Media report workplace sexual harassment and assault of young women in hospitality industry
Tue 03 Mar 2020
As part of the ongoing #metoo media investigation, Journalist Alison Mau has reported cases of sexual harassment and assault of young women in the hospitality industry.
In December 2019, Stuff reported cases of four young women who have experienced sexual harassment and sexual assault while working as employees at KFC and Pizza Hut restaurants at different locations in New Zealand. Their experiences highlighted that harassment was common and identified significant issues with the response from senior staff and the parent company, Restaurant Brands, including:
- "Supervisors and managers did not know how to handle disclosures of sexual misconduct at the stores, told a complainant to stay quiet and in one case, destroyed text evidence.
- Measures to keep complainants safe after they reported the abuse were absent or inadequate.
- The company refused to investigate because 'too much time' had passed.
- Investigations were poorly carried out and complainants were not told anything of the outcomes.
- An alleged perpetrator was paid while the investigation took place, but the complainant was forced to use her leave.
- In some cases, the alleged perpetrator was promoted or moved into a more senior position at other stores, with the company refusing to say whether the behaviour had been found proved."

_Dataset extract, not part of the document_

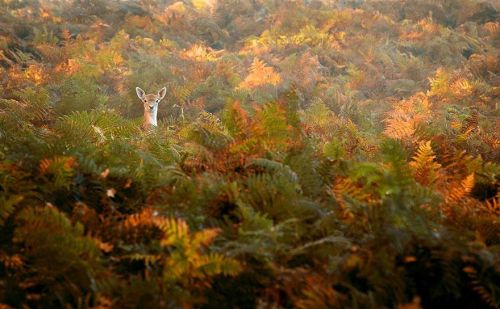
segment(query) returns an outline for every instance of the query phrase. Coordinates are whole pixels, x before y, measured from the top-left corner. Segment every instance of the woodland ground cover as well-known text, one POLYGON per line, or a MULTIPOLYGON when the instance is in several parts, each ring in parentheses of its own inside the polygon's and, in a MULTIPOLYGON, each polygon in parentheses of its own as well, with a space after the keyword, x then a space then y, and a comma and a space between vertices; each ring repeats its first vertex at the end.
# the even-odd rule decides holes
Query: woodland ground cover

According to the article, three complainants have lodged complaints with the Human Rights Commission against Restaurant Brands. Restaurant Brands has said they would be conducting a review.
Following the media article, Unite Union surveyed current and former union-affiliated Restaurant Brands workers, identifying additional experiences of harassment and assault. Stuff has continued to document employment issues with the restaurants - see the related media below.
The International Labour Organization (ILO) is calling on member States (including New Zealand) to ratify the recently adopted Convention Concerning the Elimination of Violence and Harassment in the World of Work and the Violence and Harassment Recommendation. The Convention sets international standards for the rights of all people to be free from violence and harassment at work and recognises that violence and harassment at work can constitute a human rights violation or abuse.
In New Zealand, media first broke stories as part of the global #metoo movement with allegations of sexual harassment and assault in the legal profession including law firm Russell McVeagh.
in December 2019, Ana Lenard, Allanah Colley and Bridget McLay from the New Zealand Women’s Law Journal published the report Purea Nei: Changing the Culture of the Legal Profession. The report explores workplace issues in the legal sector around culture, diversity and inclusion, sexual harassment, bullying, gender equality, training and education, leadership, management, and remuneration. See further updates about changes in the legal profession in the related media below.
The Government has announced work to strengthen the Protected Disclosures Act 2000. The Act provides protections for workers to report serious wrongdoing at work including misconduct such as harassment and bullying. For further information see the State Sector Services Commission.